Estamos terminando una curva exponencial de aquellas que se dan aproximadamente cada diez años.
Entre los años ochenta y noventa vivimos la instalación del Internet; en la década de 1990-2000, surgieron las plataformas que llevaron cosas de la vida cotidiana al internet: Google, Amazon, Netflix; en el 2010 llegaron los teléfonos inteligentes y se crearon imperios como Uber, Instagram, WhatsApp que llevaron al celular lo que ya se tenía en Internet. Ahora, desde el 2018 estamos en el salto exponencial de la inteligencia artificial.
Con estas curvas tecnológicas cambiamos nuestra manera de vivir y de acceder a la información. Con ello también se modificaron los oficios y profesiones.
Por ejemplo, entre 1990 y 2000 surgieron los primeros bloggers, o expertos en marketing digital; con la llegada de los smartphones surgieron los emprendedores de e-commerce y los personajes influyentes o influencers; y, del 2018 a la fecha, están surgiendo con auge los nativos de inteligencia artificial, que están creando aplicaciones, plataformas o programas sin necesidad de ser programadores de origen.
El derecho y las leyes son herramientas que deben acompañar las transformaciones sociales y es momento de regular esta era tan marcada ya no solo por el acceso a la información, sino por su distorsión.
Hoy en día, las redes sociales son uno de los principales espacios donde millones de personas, sobre todo las más jóvenes, consumen noticias, opiniones, consejos de salud, discursos políticos y recomendaciones de productos. Son, en muchos sentidos, el nuevo espacio público.
En este ecosistema, cientos de personas no solo venden productos, se venden a sí mismas. Buscan ser referentes sociales y logran en muchos casos que sus consumidores adopten sus estilos de vida o sus concepciones e ideas.
Sin ser autoridades electas ni asumir deberes públicos, ejercen un poder real sobre las decisiones individuales y colectivas. No por nada se llaman influencers.

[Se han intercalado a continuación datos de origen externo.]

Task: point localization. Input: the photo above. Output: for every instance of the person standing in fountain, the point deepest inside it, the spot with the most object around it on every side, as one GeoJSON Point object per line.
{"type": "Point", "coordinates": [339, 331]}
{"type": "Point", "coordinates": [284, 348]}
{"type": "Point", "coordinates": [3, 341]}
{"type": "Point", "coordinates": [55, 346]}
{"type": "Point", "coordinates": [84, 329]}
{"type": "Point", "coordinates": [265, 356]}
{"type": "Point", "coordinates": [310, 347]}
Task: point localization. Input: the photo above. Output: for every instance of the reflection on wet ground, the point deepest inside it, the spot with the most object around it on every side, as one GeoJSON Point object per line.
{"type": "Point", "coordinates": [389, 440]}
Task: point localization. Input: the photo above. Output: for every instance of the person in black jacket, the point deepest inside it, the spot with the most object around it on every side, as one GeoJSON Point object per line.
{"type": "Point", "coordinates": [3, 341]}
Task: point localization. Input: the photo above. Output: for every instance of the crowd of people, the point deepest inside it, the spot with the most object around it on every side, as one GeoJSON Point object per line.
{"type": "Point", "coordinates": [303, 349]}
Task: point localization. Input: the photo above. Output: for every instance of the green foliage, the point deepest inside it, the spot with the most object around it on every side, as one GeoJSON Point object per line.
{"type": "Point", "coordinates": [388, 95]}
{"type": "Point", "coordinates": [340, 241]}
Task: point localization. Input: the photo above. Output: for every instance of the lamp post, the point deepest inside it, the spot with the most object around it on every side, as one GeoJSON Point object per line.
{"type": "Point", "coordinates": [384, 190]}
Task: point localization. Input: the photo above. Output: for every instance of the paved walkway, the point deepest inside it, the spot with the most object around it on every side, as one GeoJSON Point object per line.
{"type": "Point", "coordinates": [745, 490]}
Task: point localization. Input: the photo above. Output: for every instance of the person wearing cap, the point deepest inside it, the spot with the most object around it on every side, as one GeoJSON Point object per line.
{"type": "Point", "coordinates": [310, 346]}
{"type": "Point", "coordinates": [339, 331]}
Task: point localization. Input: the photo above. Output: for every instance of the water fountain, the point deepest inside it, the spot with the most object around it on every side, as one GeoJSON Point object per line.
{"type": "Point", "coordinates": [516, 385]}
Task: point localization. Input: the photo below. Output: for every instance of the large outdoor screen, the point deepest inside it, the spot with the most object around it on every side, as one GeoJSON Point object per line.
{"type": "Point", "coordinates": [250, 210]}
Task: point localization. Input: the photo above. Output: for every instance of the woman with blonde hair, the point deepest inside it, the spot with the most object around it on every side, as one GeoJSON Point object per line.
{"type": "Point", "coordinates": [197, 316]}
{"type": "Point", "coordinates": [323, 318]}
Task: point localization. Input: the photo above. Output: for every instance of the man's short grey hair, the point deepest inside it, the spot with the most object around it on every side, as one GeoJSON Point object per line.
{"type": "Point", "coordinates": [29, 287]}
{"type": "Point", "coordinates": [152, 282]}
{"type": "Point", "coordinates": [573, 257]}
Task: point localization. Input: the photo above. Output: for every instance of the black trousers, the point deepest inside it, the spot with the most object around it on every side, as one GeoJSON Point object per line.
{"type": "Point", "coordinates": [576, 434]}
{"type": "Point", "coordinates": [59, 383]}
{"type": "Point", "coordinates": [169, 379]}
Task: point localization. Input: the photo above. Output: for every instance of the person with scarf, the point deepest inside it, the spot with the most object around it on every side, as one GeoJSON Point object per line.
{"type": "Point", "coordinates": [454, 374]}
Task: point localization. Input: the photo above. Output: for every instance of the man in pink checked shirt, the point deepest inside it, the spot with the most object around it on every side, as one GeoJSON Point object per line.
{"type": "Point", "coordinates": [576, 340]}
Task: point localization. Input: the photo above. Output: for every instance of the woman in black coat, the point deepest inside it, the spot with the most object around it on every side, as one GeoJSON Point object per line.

Ante esta realidad, se presentó una iniciativa en el Congreso de la CDMX para regular un vacío sobre la actividad de las personas creadoras de contenido, estableciendo multas, reglas de etiquetado de publicidad, prohibiciones a contenido dañino y obligaciones de transparencia y combate a la desinformación que buscan atacar la promoción irresponsable de productos riesgosos, de discursos discriminatorios o violentos, deepfakes o contenido generado con IA sin avisar a la audiencia.
Esto no se traduce en ningún tipo de censura.
Esta iniciativa responde a una necesidad urgente: más de la mitad de las personas mexicanas que consumen redes compran por recomendación en estas mismas plataformas (MarcoMKT). En un mercado así, elevar los estándares mínimos de acceso a información veraz es indispensable para evitar prácticas que dañen la salud física o emocional de las personas.
La ciudadanía digital exige responsabilidad digital. Tener una plataforma implica deberes éticos, igual que cualquier otro actor con incidencia pública.
Esto incluye distinguir claramente una opinión de un anuncio pagado, verificar la información antes de difundirla, transparentar si un contenido fue generado con IA y, sobre todo, evitar la exposición o sexualización de menores.
Con todo, debe existir conciencia del riesgo real. Una mala regulación puede usarse para inhibir crítica política o controlar contenido incómodo.
Por eso, cualquier marco normativo debe tener reglas claras, límites bien definidos y estar plenamente sujeto a control judicial.
Es indispensable incluir salvaguardas robustas a la libertad de expresión, mecanismos para impugnar sanciones injustificadas y total transparencia sobre la autoridad encargada de sancionar. Ese es nuestro punto de encuentro: construir un ecosistema digital en donde converja la libertad con la responsabilidad.